You see, rather than force the good pagan folk of two-thousand years ago to abandon their golden calves, statues of Horus and keepsakes of Venus (as the rules of new religion actually demanded), the second and third century Christians instead began designating “saints” to supplant them all, which in some cases meant building new churches over the very sites the pagans venerated (S. Maria Maggiore, on the site of a temple to the goddess Cybele, is one celebrated example), inventing Christian holidays to supplant the time-honoured pagan ones (an abstemious Christmas most-famously taking over from the far more salacious Saturnalia), and in virtually every case it meant slicing body parts off the new saints to perform the same tasks a superstitious pagan’s rabbit’s foot was called to do.

As barbarous as it was nonsensical.

A “saint” makes about as much sense now as a rabbit’s foot or a horoscope ever did. Which is why the celebrations for this new “saint”—like the celebrations of every “saint”—are as farcical as celebrating the purchase of a new good luck charm.

10 comments:

Blair said...

I don't think you'd find many protestants disagreeing with most of what you have just written :-)

Anonymous said...

more pure fiction

keep it up PC, there's a harry potter in you yet...

chrisp1968

Lucia Maria said...

PC,

Sainthood is merely the public declaration that a person achieved perfection on earth, while they were still alive. This perfection guarantees that they are in Heaven. Their intercession (thus the miracles) proves they are in Heaven.

Jesus did mention sainthood when He said that we are to perfect, just like His Father in Heaven is perfect. Sainthood is perfection. There are many saints who will never be recognised as such, but those that are give hope that such perfection is possible.

Simon said...

It's idolatry. Another rotten Roman Catholic, unbiblical practice, like a celibate priesthood.

God gave us free will, and we shall be saved through faith alone.

If I were perfect, I would be God, too - omnipotent and omnicomptetent. That is a blasphemy.

Anonymous said...

T'is all relative...if I remember correctly you were slavishly salivating over meeting Yaron Brook recently, to the extent of publishing a photograph of yourself with your subject of adulation.
Let these Catholics have their fun also............
Bez

Libertyscott said...

It is as ludicrous as modern day personality cults.

Take Saint Isidore of Seville, one of his contributions was to lead the Fourth Council of Toledo which decided on the forced removal of Jewish children from their parents.

Perfection.

Miracles = manufactured propaganda.
Like the fictional miracle of Agnes Bojaxhiu who "cured" a "tumour", when it was neither a tumour nor cured by her (says a doctor who treated the woman concerned).

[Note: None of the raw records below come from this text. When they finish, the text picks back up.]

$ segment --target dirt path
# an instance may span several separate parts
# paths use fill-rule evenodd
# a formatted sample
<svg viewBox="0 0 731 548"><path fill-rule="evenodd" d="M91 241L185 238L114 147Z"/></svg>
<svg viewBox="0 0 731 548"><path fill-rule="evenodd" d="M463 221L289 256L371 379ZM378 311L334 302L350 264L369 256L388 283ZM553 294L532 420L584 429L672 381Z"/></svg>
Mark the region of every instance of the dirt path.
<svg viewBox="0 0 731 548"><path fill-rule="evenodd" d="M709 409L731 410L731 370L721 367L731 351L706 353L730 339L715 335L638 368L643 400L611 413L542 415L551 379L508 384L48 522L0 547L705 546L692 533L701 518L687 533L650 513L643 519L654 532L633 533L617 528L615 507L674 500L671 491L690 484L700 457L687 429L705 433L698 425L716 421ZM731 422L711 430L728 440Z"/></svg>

A miracle will be when god can inflict a heart attack or intervene every time a priest or nun is about to sexually or violent abuse a child.

However, given said god couldn't even strike down the popes of some years ago who excelled in torture, rape and sadism, it's a wonder how catholics can maintain sanity given the chronic contradictions.

Anonymous said...

That's why its called a "faith" Liberty. It transcends and overrides what one can objectively know. That's also why prove positive of its contradictions will never convince the true faithful, although I do believe there are gradients in levels of skepticism with the church itself, whereby some simply accept an amount of obvious BS as a "trade-off" for the perceived positives.
Bez

Canterbury Atheists said...

Good summary PC on this primitive self-delusional ceremony. Why don’t they just get naked and dance around baying to the moon chanting? Open-up an animal and splay its intestines to read the future? Or say drink blood? Oh that’s right, sorry guys, Christians already drink the blood and eat the body of their zombie god, don’t they? Why the media gives this saint-crap any more coverage and credibility than an East African Witch-Doctor throwing bones on the ground is beyond me.

Cheers.

Paul

Canterbury Atheists said...
This comment has been removed by the author.
Simon said...

Mark McKillop was excommunicated because she discovered children were being abused by a priest and went public, according to an ABC programme.

http://www.abc.net.au/news/stories/2010/09/25/3021772.htm

Some groups are now calling for McKillop to be made the patron Saint for the sexually abused.